Wann kommt dieser Tag des Gerichts? Sobald die Tür unsrer mentalen Behausung zum Empfang des „Königs der Ehren”, des Christus oder der wahren Idee Gottes, weit aufgetan wird. Dann wird die Spreu vom Weizen getrennt und wir werden geistig rege, erwachen zum Bewußtsein der „Tiefen der Gottheit”. Sollten wir uns nicht auf diesen Tag freuen und alles tun, was in unsern Kräften steht, um sein Kommen zu beschleunigen? Der Tag des Gerichts ist tatsächlich schon herbeigekommen; er braucht nur von den Menschen als solcher erkannt zu werden. Die Wahrheit ist immerdar bereit zu erlösen. Wenn man dieser Tatsache nicht eingedenk bleibt und sich diese Erlösung als ein in ferner Zukunft liegendes Ereignis denkt, so bringt man sich selbst um die Segnungen des heutigen Tages, weil man „in der Toten Gemeine” bleibt, in der Gemeinschaft derjenigen, die Christus, die Wahrheit, nicht erkennen.
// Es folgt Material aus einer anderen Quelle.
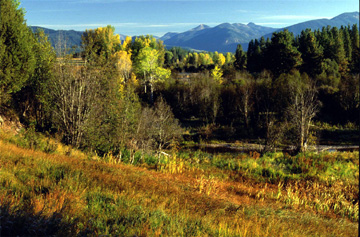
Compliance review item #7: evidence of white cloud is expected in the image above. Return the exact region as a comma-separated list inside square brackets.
[260, 15, 331, 20]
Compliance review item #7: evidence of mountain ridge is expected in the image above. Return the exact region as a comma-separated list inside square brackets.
[31, 11, 359, 53]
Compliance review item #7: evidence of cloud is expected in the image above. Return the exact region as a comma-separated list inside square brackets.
[260, 15, 331, 20]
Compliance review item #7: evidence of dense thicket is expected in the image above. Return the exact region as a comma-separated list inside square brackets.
[0, 0, 360, 156]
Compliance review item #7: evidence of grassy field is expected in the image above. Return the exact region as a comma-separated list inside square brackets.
[0, 129, 359, 236]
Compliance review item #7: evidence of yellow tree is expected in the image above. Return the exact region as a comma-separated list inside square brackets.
[82, 25, 120, 65]
[137, 47, 171, 102]
[213, 51, 226, 67]
[211, 65, 223, 85]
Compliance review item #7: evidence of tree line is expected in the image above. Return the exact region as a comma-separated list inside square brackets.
[0, 0, 359, 155]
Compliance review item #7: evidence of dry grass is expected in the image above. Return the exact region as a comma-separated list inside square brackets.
[0, 136, 358, 236]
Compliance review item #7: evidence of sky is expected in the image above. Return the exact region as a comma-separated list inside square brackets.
[20, 0, 359, 37]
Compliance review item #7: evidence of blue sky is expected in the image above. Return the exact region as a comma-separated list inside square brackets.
[21, 0, 359, 36]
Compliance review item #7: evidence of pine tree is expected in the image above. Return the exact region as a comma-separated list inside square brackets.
[299, 29, 322, 77]
[234, 44, 246, 70]
[265, 30, 302, 77]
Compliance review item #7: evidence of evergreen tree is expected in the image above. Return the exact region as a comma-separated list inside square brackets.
[265, 30, 301, 77]
[234, 44, 246, 70]
[299, 29, 322, 77]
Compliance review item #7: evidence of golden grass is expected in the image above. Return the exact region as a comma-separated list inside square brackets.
[0, 140, 358, 236]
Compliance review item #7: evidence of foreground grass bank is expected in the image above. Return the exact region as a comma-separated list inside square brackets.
[0, 134, 359, 236]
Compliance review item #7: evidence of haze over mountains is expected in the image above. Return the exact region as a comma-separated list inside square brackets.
[31, 12, 359, 52]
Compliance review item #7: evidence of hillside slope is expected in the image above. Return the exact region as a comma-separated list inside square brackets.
[0, 128, 359, 236]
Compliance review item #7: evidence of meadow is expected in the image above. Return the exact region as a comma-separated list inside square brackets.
[0, 126, 359, 236]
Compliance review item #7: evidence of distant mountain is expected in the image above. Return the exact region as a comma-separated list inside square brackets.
[160, 23, 276, 52]
[31, 12, 359, 52]
[264, 12, 359, 38]
[30, 26, 126, 51]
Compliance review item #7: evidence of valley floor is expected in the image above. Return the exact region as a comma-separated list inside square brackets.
[0, 134, 359, 236]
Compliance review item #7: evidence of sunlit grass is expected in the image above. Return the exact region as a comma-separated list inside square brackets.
[0, 131, 359, 236]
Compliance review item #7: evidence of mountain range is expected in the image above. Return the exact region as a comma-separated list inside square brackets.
[31, 12, 359, 52]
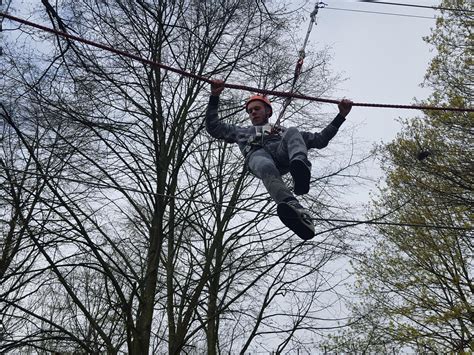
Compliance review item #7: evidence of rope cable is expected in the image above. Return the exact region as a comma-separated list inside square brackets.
[4, 167, 473, 231]
[359, 0, 474, 13]
[0, 12, 474, 112]
[275, 2, 326, 129]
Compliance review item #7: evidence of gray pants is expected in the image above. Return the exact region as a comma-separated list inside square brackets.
[247, 127, 308, 203]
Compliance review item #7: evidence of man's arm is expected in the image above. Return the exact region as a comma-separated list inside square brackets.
[301, 99, 352, 149]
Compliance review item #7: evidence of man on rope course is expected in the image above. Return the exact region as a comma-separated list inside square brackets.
[206, 80, 352, 240]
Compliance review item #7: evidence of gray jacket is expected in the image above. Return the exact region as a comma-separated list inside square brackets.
[206, 96, 346, 156]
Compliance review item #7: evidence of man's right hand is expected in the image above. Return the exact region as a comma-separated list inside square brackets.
[211, 79, 224, 96]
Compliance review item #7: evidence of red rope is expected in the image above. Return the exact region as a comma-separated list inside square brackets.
[0, 12, 474, 112]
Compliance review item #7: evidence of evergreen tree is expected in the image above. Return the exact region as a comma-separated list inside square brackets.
[325, 1, 474, 353]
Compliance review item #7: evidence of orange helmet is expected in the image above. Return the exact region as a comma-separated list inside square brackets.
[245, 95, 273, 117]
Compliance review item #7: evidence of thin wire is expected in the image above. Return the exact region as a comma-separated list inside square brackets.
[1, 167, 473, 231]
[0, 12, 474, 112]
[325, 6, 435, 20]
[360, 0, 474, 13]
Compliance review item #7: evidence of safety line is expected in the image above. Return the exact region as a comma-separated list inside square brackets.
[324, 6, 436, 20]
[359, 0, 474, 12]
[4, 167, 473, 231]
[0, 12, 474, 112]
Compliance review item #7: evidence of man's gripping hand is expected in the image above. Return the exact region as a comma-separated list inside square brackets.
[337, 99, 353, 118]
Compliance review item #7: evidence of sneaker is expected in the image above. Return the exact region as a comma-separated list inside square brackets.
[290, 158, 311, 196]
[277, 200, 314, 240]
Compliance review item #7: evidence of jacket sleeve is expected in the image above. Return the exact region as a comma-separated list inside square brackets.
[301, 114, 346, 149]
[206, 95, 239, 143]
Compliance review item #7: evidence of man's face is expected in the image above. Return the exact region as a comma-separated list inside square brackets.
[247, 100, 269, 126]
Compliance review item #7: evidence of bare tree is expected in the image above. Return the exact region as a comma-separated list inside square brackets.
[1, 0, 364, 354]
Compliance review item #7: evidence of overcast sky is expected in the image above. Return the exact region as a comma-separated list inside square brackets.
[302, 0, 439, 206]
[309, 0, 439, 141]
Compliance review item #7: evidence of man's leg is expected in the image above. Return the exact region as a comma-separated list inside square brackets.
[248, 149, 314, 240]
[248, 149, 295, 203]
[277, 127, 311, 195]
Durch das Kommen der Christlichen Wissenschaft wird im Bewußtsein der Menschheit einem richtigeren Begriff vom Tag des Gerichts Platz gemacht und somit der Erkenntnis, daß dieser Tag in der stetigen Wirksamkeit richtiger Gedanken und Ideen besteht, wodurch alles, was dem Wesen Gottes, des Guten, entgegengesetzt ist, vernichtet wird. Das erste wahrnehmbare Zeichen des Kommens dieses Tages besteht in moralischer und physischer Heilung. Dieses Zeichen können alle an sich erfahren, die demütig und sanftmütig genug sind, es in seiner Reinheit und Einfachheit zu empfangen, und die ihm gewähren, ihnen den Weg nach dem stets gegenwärtigen Reich des Geistes zu weisen.

Diese Demonstration christlichen Heilens ist tatsächlich die „Zukunft des Tages des Herrn, in welchem die Himmel vom Feuer zergehen, und die Elemente vor Hitze zerschmelzen werden!” Mit andern Worten, unsre falsche Auffassung von Himmel und Erde wird der wahren oder geistigen Auffassung weichen, die das Himmelreich auf Erden ausmacht. Möge dieser geistige Tag, dieses Bewußtsein der Allgegenwart Gottes recht bald kommen!